2 thoughts on “Update: Problems with IBMs Watson”

  1. Excellent article and well written o’ye Editor.

    This has been a concern of mine for some time as well regarding the pace of growth of technology.
    Doing more is simply not going to be enough to maintain the standard of living that people have been used to for the past few decades.
    Everyone is going to have to learn how to adapt and adapt efficiently… that is, everyone in the bottom 90% (give or take a few percentages) of the pyramid.

    On Watson, yah, that was a piece of work – some of us knew well that it was going to be slanted towards Watson. What, no finger to press the buzzer…. that alone was unfair.
    Now, if it was listening and responding to human speech, my jaw would’ve dropped.

    1. Amen about Watson’s ability to understand spoken words. Indeed, that would have been jaw-droppingly impressive.

      But I am convinced this was a “Rally the IBM troops” demo. Look at the evidence:
      1)IBM is long gone from the PC World;
      2)IBM has no presence in the mobile revolution;
      3)IBM is losing out to Oracle and Microsoft in the database world;
      4)IBM is loing out to Oracle in the packaged server game;
      5)IBM’s Lotus is losing bigtime to Microsoft Exchange and Sharepoint and Meeting Services;
      6)IBM is losing in the Cloud to Amazon, Google, Microsoft even Rackspace…
      And the list of hardware and software woes can go on.
      Sure the BI and consulting businesses are going well.

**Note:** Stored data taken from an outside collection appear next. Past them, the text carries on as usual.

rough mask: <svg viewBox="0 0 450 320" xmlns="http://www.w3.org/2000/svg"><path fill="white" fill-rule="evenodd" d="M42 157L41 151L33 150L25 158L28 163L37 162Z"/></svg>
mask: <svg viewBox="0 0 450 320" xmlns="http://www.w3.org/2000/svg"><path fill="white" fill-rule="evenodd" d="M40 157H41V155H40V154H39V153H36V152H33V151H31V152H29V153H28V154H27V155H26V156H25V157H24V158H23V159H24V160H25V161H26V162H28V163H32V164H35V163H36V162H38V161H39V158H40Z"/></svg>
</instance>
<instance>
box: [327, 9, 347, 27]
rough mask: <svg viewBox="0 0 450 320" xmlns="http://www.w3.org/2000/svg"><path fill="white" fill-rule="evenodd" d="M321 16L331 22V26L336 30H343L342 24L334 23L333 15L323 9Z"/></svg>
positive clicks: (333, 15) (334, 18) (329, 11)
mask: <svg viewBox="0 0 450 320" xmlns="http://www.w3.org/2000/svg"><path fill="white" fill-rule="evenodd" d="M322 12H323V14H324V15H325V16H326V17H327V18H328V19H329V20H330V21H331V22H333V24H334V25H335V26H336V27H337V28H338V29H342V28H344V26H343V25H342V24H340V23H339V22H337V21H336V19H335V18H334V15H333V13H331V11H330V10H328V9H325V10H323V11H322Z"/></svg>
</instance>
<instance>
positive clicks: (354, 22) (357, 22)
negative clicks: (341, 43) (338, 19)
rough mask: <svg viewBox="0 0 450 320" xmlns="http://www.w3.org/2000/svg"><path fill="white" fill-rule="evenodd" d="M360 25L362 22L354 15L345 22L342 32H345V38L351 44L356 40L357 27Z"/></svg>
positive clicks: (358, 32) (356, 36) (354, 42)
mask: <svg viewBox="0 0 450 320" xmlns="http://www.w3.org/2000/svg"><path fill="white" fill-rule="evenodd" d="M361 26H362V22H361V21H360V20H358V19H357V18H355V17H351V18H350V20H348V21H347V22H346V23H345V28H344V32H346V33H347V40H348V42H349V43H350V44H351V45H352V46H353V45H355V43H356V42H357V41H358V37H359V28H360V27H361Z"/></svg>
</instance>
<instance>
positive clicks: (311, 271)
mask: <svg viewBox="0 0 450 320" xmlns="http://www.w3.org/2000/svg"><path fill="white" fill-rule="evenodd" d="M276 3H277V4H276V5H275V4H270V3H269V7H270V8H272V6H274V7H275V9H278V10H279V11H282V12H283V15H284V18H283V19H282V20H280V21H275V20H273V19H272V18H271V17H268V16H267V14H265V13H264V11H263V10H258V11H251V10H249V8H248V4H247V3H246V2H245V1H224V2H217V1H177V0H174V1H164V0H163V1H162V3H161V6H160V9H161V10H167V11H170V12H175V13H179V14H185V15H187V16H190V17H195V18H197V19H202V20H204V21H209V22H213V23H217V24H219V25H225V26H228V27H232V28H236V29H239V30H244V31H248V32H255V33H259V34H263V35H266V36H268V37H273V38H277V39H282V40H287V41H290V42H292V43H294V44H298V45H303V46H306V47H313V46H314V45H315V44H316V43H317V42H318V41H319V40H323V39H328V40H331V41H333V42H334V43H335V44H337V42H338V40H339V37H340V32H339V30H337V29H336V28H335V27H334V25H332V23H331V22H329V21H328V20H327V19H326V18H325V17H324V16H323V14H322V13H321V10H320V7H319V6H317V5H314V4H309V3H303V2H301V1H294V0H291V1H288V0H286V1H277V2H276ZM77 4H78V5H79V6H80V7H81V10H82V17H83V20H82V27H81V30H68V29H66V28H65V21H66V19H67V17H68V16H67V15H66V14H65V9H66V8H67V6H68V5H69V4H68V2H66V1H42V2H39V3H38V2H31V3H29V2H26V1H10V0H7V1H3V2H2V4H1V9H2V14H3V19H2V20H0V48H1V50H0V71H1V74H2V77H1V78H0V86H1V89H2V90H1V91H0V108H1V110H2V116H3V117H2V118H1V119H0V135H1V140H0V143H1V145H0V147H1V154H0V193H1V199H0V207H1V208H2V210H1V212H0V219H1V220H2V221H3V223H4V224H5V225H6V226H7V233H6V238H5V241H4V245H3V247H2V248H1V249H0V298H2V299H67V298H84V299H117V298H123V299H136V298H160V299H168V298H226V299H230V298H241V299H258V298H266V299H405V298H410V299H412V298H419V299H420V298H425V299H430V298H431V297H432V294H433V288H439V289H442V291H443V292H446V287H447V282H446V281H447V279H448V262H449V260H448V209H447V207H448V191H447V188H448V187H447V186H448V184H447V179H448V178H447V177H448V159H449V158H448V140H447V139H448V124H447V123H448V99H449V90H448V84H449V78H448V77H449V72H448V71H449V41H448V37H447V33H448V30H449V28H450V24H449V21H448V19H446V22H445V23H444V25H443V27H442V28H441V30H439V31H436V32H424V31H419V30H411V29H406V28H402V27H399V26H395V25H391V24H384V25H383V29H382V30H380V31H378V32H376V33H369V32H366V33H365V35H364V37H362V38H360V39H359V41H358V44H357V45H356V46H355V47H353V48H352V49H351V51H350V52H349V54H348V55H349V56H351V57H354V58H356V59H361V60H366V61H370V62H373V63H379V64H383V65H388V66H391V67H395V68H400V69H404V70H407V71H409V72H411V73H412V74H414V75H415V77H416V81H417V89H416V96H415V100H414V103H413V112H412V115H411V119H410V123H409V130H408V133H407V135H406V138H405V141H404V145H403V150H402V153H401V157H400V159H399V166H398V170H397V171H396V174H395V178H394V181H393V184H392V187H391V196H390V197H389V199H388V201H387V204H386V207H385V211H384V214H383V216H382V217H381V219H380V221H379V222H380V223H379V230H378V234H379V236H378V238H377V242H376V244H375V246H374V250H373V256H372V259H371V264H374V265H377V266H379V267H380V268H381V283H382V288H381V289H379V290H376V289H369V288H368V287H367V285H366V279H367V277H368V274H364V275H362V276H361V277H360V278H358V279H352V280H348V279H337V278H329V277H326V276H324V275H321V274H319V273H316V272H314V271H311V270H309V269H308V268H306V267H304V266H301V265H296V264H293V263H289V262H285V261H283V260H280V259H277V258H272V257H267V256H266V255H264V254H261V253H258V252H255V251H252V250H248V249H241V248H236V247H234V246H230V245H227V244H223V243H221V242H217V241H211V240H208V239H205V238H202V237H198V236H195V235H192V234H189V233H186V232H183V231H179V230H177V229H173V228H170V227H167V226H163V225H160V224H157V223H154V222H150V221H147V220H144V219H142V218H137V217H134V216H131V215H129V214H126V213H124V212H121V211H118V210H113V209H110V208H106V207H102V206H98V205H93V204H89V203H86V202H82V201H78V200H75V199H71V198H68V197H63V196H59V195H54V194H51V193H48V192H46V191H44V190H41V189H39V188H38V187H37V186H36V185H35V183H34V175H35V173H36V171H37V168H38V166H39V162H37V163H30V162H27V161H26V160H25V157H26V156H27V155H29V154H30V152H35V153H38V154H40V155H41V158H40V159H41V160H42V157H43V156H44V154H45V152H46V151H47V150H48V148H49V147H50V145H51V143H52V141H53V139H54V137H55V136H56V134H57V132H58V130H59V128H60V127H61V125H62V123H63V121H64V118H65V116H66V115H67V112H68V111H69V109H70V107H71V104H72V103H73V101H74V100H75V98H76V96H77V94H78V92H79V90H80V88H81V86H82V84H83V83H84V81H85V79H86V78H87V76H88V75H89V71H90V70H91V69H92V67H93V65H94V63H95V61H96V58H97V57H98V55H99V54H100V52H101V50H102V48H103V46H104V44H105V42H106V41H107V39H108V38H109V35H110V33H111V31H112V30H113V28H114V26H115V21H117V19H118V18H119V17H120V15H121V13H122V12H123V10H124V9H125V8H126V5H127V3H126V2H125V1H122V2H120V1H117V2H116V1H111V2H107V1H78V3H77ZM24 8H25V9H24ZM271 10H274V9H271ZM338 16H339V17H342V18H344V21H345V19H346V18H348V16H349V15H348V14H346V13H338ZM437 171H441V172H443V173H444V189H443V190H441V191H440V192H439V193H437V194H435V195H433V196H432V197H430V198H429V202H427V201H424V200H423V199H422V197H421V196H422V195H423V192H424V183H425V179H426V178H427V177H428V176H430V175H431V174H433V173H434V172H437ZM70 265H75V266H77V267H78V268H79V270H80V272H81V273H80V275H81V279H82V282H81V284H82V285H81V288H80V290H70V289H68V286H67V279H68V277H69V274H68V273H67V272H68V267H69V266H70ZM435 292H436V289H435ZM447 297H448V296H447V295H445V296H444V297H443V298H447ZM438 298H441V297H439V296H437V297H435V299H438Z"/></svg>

But the bottom line is the troopers and even the executive suite must be concerened that the major breakthroughs in technology are passing the company by despite having a huge R&D budget and a patent locker full to the brims.

      So Watson and the Graphene Chip announcement were IBM’s wave to the troops and other stakeholders saying – “hey, we are still a player in info technology innovation”. And remarkably enough with well greased PR – the World and media tipped the hat to Big Blue and then moved on. And, as usual in the 24-hour media muddle, not asking the tougher follow on questions or investigating where and what is IBM presence and strategy beyond the next 6 months.